By Jon Mason The dark basement is full of bikes. They hang from the ceiling like bats in caves, but these bikes long for the sunshine. Their owners haven’t picked them up yet, but Denis Sauve, owner of Twin Ports Cyclery, fixes them, stores them and gets new ones ready for display and sale.
Twin Ports Cyclery has bicycle repair stands throughout the store, but on this particular day, Sauve works in the basement shop to get some work done.
With Kool 101.7 playing, an apron with an assortment of tools, numerous tool boxes full and more needed tools on hand atop the bench, Sauve is ready to work in the well lit small shop room.
He enjoys all talk while assembling one of the three bikes recently acquired Cannondale’s from a warehouse that forgot they were there. He is happy to be able to get the bikes for a reduced price because bigger markets usually scoop up those deals too fast for him to get any.
He is not sure how long it will take him to assemble this American made bike or how long he has worked on it, but he is anxious to get it done. “I aim for less than one hour, but if you could just do that,” said Sauve. He has so much going on throughout the day; procrastination is always a problem.
His basement hiding spot is good, but not perfect. “Never leave the basement because they will ask for something then ask for something else,” Sauve said.
But he broke his own rule on April 30 and left the basement. After taking a phone call, he had to go upstairs to clarify something. Quickly, he said, but he ended up being on the floor for nearly 20 minutes helping everyone who needed it.
His trip out of the basement pushed him a little further behind schedule on the bike, but he came back with an ice cream sandwich and was back to work.
With ice cream sandwich in hand, he wired the brake cable. Something of such importance in Duluth seems like it should be done without ice cream in hand, but Sauve knows what he is doing. It is easy to tell he has assembled a bike before.
The ice cream was soon gone and two hands worked quickly assembling the bike. While making the adjustments to the gears, Sauve talked about the business of owning a bicycle shop. He has a lot of words of wisdom after 33 years of experience.
“Tools are expensive,” he said.

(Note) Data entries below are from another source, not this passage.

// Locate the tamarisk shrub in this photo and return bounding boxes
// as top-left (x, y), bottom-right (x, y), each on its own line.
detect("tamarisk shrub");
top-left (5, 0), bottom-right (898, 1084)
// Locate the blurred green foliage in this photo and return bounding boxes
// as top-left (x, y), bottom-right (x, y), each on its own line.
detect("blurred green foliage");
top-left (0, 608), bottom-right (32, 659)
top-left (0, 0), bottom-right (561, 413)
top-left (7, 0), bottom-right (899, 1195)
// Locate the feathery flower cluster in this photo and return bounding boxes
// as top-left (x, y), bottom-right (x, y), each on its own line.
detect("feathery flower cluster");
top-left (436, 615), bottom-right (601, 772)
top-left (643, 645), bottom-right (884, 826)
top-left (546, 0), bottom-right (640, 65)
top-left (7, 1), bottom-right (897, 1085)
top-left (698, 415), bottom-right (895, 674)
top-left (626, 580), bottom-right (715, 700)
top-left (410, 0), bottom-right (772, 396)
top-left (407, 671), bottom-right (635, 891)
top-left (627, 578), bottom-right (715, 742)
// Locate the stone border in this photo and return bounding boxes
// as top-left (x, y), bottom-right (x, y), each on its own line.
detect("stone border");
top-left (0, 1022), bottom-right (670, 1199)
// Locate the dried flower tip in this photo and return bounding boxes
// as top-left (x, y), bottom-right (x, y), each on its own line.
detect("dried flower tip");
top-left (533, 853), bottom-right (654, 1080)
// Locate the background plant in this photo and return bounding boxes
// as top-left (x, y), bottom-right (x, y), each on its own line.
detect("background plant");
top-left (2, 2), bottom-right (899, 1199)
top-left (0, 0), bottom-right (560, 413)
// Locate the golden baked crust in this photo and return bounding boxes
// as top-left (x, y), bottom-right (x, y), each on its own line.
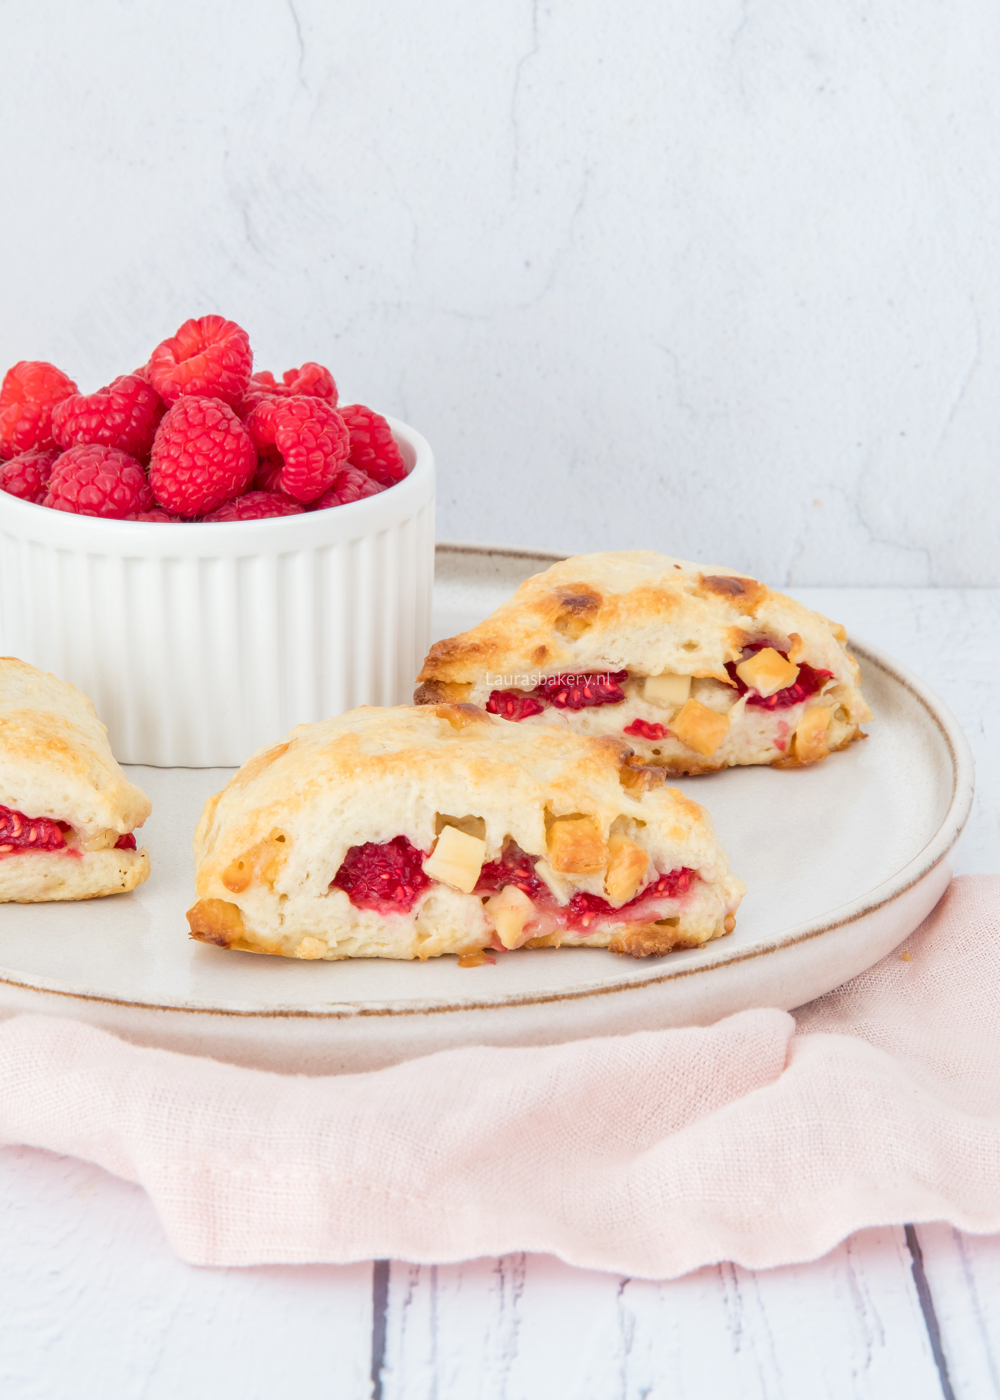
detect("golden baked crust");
top-left (0, 657), bottom-right (151, 902)
top-left (188, 705), bottom-right (744, 961)
top-left (415, 551), bottom-right (871, 773)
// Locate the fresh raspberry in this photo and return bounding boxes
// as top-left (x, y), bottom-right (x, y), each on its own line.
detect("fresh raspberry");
top-left (474, 842), bottom-right (547, 900)
top-left (281, 362), bottom-right (337, 403)
top-left (147, 315), bottom-right (252, 408)
top-left (623, 718), bottom-right (668, 740)
top-left (485, 690), bottom-right (546, 722)
top-left (534, 670), bottom-right (628, 710)
top-left (250, 456), bottom-right (310, 509)
top-left (339, 403), bottom-right (406, 487)
top-left (0, 449), bottom-right (60, 504)
top-left (238, 363), bottom-right (337, 421)
top-left (148, 397), bottom-right (256, 517)
top-left (0, 803), bottom-right (66, 853)
top-left (44, 445), bottom-right (153, 518)
top-left (238, 372), bottom-right (282, 421)
top-left (52, 374), bottom-right (164, 459)
top-left (310, 466), bottom-right (385, 509)
top-left (0, 362), bottom-right (78, 457)
top-left (250, 453), bottom-right (290, 495)
top-left (115, 833), bottom-right (137, 850)
top-left (126, 508), bottom-right (179, 522)
top-left (202, 491), bottom-right (305, 522)
top-left (725, 642), bottom-right (833, 711)
top-left (330, 835), bottom-right (431, 914)
top-left (246, 396), bottom-right (349, 503)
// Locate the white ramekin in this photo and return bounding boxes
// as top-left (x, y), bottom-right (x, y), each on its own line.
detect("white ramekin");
top-left (0, 416), bottom-right (435, 766)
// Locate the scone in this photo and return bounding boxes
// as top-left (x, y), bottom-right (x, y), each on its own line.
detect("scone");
top-left (415, 551), bottom-right (872, 774)
top-left (0, 657), bottom-right (151, 902)
top-left (187, 703), bottom-right (744, 962)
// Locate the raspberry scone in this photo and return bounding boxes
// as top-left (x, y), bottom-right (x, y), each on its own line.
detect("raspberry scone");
top-left (0, 658), bottom-right (151, 902)
top-left (186, 704), bottom-right (744, 962)
top-left (414, 552), bottom-right (872, 775)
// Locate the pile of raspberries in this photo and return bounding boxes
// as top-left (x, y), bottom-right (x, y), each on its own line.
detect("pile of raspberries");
top-left (0, 315), bottom-right (407, 521)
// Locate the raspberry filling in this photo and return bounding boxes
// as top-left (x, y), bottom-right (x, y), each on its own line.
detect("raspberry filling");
top-left (726, 642), bottom-right (833, 710)
top-left (534, 670), bottom-right (628, 710)
top-left (475, 843), bottom-right (696, 941)
top-left (115, 833), bottom-right (137, 850)
top-left (486, 671), bottom-right (629, 722)
top-left (0, 804), bottom-right (66, 854)
top-left (565, 868), bottom-right (695, 930)
top-left (474, 842), bottom-right (547, 900)
top-left (623, 718), bottom-right (668, 740)
top-left (331, 835), bottom-right (431, 914)
top-left (330, 831), bottom-right (696, 941)
top-left (485, 691), bottom-right (546, 722)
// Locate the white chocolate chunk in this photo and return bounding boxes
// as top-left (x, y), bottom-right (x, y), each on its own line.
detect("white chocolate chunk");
top-left (547, 815), bottom-right (607, 874)
top-left (794, 706), bottom-right (832, 763)
top-left (485, 885), bottom-right (536, 950)
top-left (422, 824), bottom-right (487, 893)
top-left (80, 828), bottom-right (122, 852)
top-left (642, 673), bottom-right (691, 708)
top-left (671, 699), bottom-right (730, 757)
top-left (605, 833), bottom-right (649, 905)
top-left (735, 647), bottom-right (798, 698)
top-left (532, 858), bottom-right (572, 905)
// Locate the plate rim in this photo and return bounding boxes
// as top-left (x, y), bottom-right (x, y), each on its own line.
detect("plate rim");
top-left (0, 548), bottom-right (975, 1021)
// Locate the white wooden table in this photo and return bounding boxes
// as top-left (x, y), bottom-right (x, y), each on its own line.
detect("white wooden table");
top-left (1, 587), bottom-right (998, 1399)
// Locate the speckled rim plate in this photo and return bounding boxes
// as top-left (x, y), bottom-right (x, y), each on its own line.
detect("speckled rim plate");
top-left (0, 544), bottom-right (976, 1074)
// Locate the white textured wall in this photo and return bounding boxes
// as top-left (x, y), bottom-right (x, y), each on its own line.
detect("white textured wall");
top-left (1, 0), bottom-right (997, 584)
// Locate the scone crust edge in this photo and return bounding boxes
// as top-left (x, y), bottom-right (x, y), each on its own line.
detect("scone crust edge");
top-left (0, 657), bottom-right (152, 835)
top-left (414, 551), bottom-right (869, 724)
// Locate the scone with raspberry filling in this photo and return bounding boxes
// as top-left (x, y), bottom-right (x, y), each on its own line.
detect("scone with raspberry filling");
top-left (187, 704), bottom-right (743, 962)
top-left (0, 658), bottom-right (151, 902)
top-left (414, 551), bottom-right (871, 775)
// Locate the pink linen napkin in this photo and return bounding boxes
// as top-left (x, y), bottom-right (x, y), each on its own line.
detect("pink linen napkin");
top-left (1, 874), bottom-right (998, 1278)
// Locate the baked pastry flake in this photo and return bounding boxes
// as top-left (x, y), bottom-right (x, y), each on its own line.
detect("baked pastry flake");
top-left (0, 657), bottom-right (151, 902)
top-left (187, 704), bottom-right (744, 962)
top-left (414, 551), bottom-right (871, 773)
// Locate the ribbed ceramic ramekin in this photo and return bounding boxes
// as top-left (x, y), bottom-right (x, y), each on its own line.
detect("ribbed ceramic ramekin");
top-left (0, 417), bottom-right (434, 766)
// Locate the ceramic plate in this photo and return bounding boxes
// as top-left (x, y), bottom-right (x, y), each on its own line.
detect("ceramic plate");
top-left (0, 544), bottom-right (974, 1073)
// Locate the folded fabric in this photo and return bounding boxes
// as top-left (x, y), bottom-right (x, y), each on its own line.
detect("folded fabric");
top-left (1, 875), bottom-right (998, 1277)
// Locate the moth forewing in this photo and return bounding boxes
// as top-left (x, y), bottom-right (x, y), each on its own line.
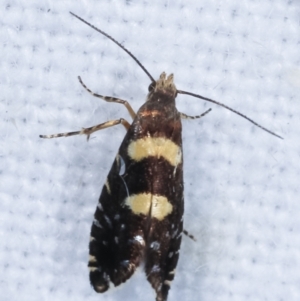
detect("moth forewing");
top-left (88, 73), bottom-right (184, 301)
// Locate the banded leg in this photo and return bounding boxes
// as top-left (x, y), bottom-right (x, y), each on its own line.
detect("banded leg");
top-left (40, 118), bottom-right (131, 140)
top-left (78, 76), bottom-right (136, 120)
top-left (183, 229), bottom-right (196, 241)
top-left (180, 108), bottom-right (212, 120)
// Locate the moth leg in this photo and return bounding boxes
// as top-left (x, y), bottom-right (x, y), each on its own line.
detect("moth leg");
top-left (180, 108), bottom-right (212, 120)
top-left (183, 229), bottom-right (196, 241)
top-left (78, 76), bottom-right (136, 120)
top-left (40, 118), bottom-right (130, 140)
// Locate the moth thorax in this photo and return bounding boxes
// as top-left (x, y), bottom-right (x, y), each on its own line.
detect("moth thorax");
top-left (155, 72), bottom-right (177, 97)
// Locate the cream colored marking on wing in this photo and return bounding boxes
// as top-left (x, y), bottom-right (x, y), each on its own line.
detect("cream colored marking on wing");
top-left (124, 193), bottom-right (173, 221)
top-left (89, 255), bottom-right (97, 263)
top-left (150, 195), bottom-right (173, 220)
top-left (168, 269), bottom-right (176, 275)
top-left (127, 137), bottom-right (182, 166)
top-left (105, 179), bottom-right (111, 194)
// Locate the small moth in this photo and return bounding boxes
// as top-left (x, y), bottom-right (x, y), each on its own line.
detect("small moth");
top-left (40, 12), bottom-right (282, 301)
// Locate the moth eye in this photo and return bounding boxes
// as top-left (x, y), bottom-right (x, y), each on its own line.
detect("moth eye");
top-left (148, 81), bottom-right (156, 92)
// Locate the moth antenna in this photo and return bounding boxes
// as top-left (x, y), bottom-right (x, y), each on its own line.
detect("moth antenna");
top-left (70, 12), bottom-right (155, 83)
top-left (70, 12), bottom-right (282, 140)
top-left (178, 89), bottom-right (283, 139)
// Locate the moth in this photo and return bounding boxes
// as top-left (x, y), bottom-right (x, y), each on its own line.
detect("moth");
top-left (40, 12), bottom-right (282, 301)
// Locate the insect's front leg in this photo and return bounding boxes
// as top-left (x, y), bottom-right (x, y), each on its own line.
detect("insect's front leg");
top-left (40, 76), bottom-right (137, 140)
top-left (78, 76), bottom-right (136, 120)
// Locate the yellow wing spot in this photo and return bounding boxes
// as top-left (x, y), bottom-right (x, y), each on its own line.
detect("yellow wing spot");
top-left (125, 193), bottom-right (151, 216)
top-left (124, 193), bottom-right (173, 221)
top-left (151, 195), bottom-right (173, 220)
top-left (127, 137), bottom-right (182, 166)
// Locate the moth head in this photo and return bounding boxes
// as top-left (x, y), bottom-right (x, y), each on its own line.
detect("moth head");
top-left (148, 72), bottom-right (177, 98)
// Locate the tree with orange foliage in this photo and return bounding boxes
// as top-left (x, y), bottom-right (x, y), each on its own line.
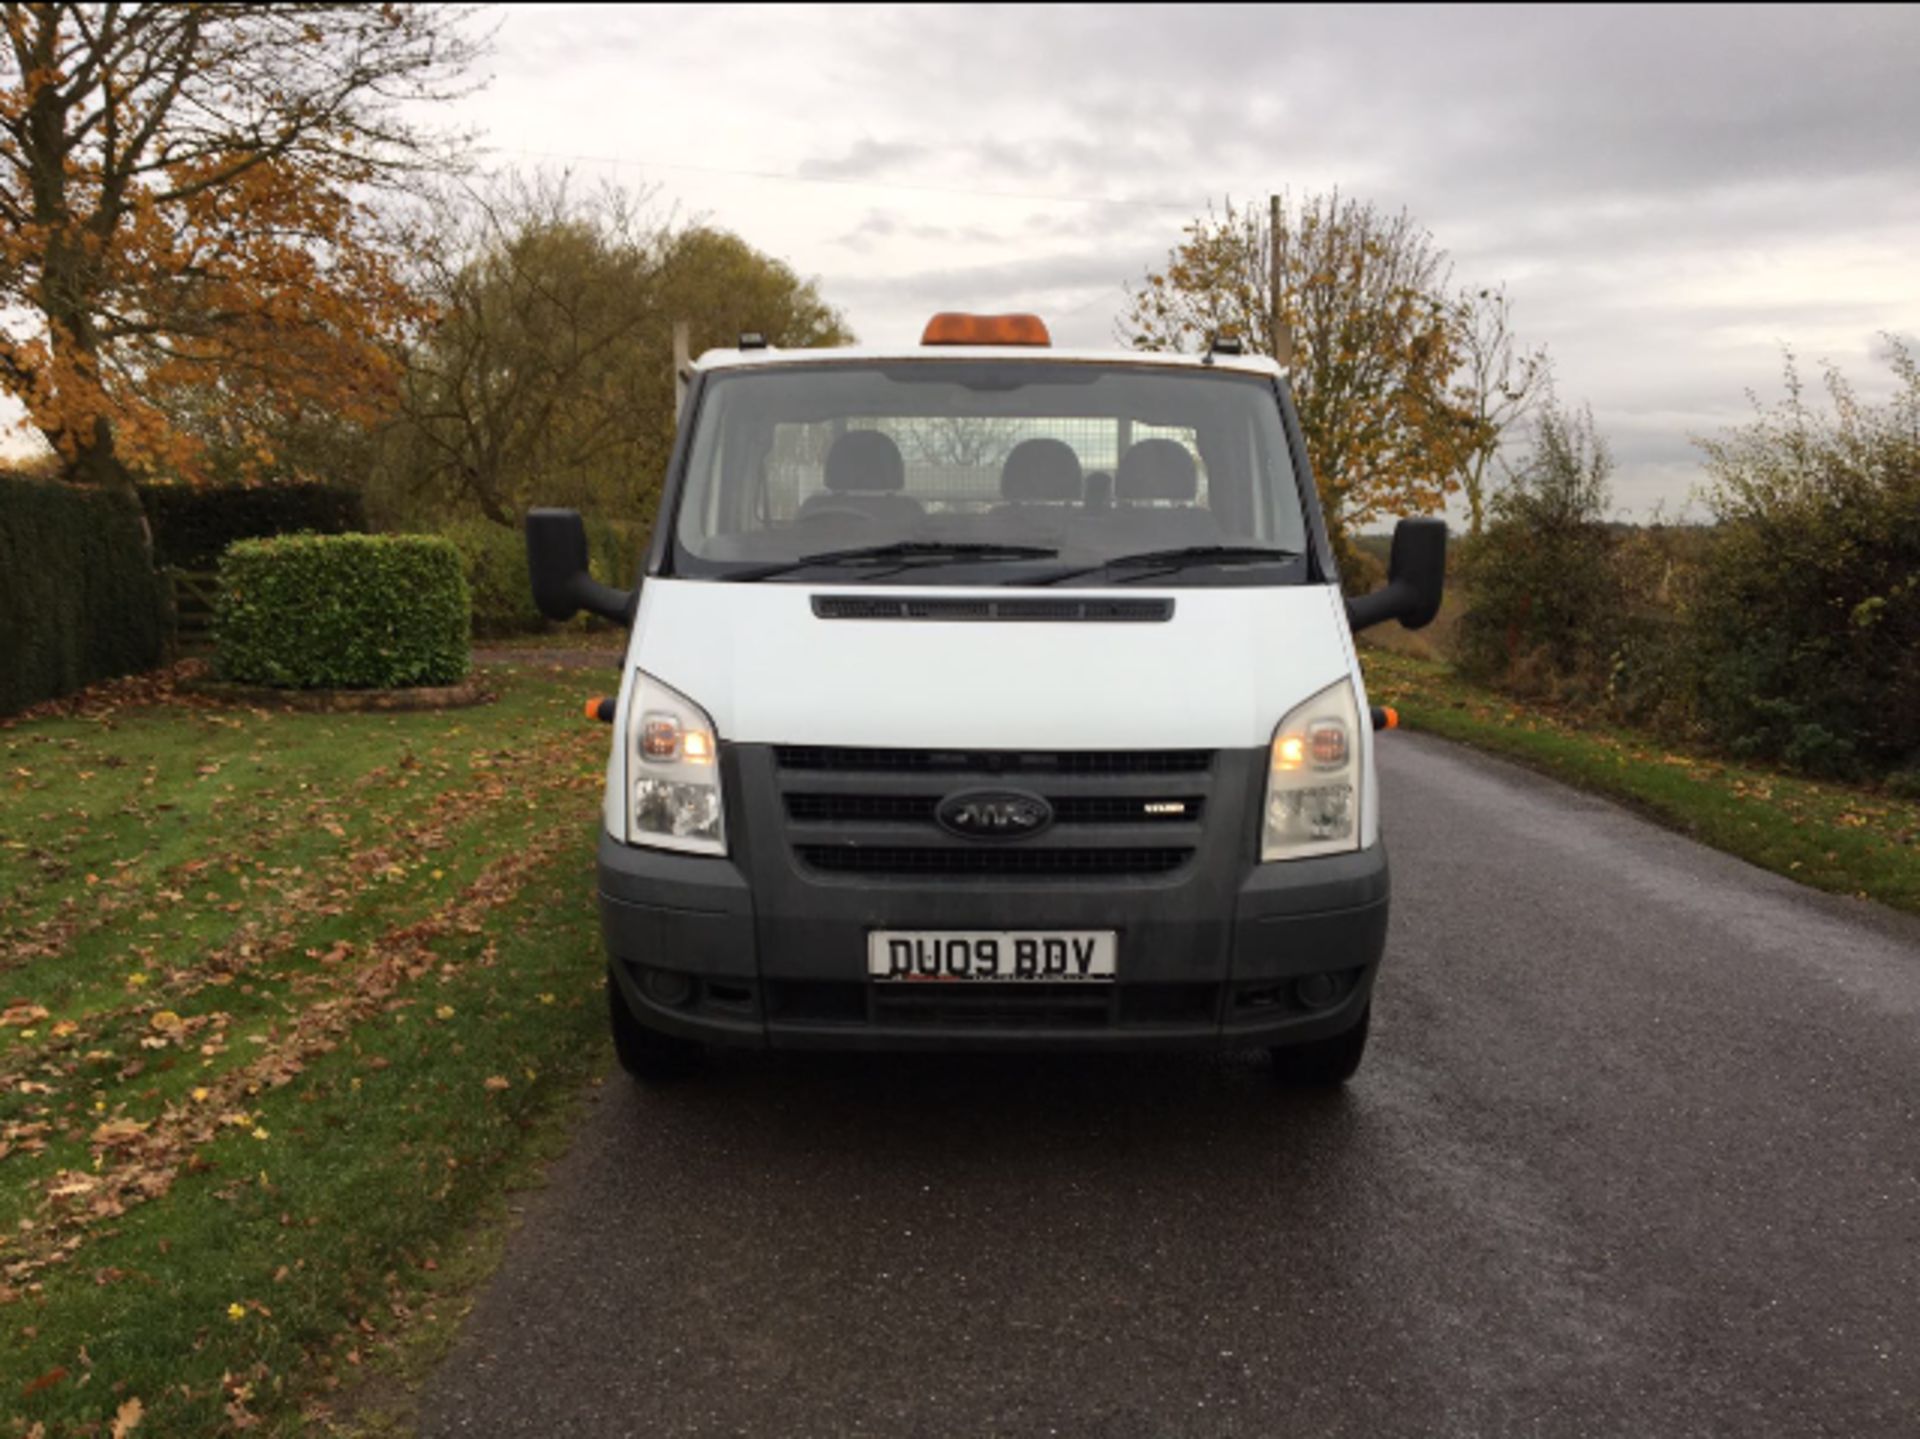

Not only are the basics needed, but specific tools designed for specific bikes can often be very expensive and hard to come by. “Some shops don’t want to carry tools because they are expensive and they become expired. To open a shop means extreme expenditure to front all of that stuff,” said Sauve.
As he put the finishing touches on the flawless Cannondale, he said, “If you want to make a million, start with two. Margins are small so you make your money on repairs and service, not on bike sales.”
Sauve hopes this bike will sell. He is concerned about the current state of the economy and the numbers of people that come into his shop. Sauve tells a story about compulsive buyers he has seen in other cities and says that would never happen here.
“People like look at the bikes here a long time before they make their final decision,” said Sauve. Hopefully we see this shiny blue Cannondale with the Shimano tires cruising throughout Duluth some day.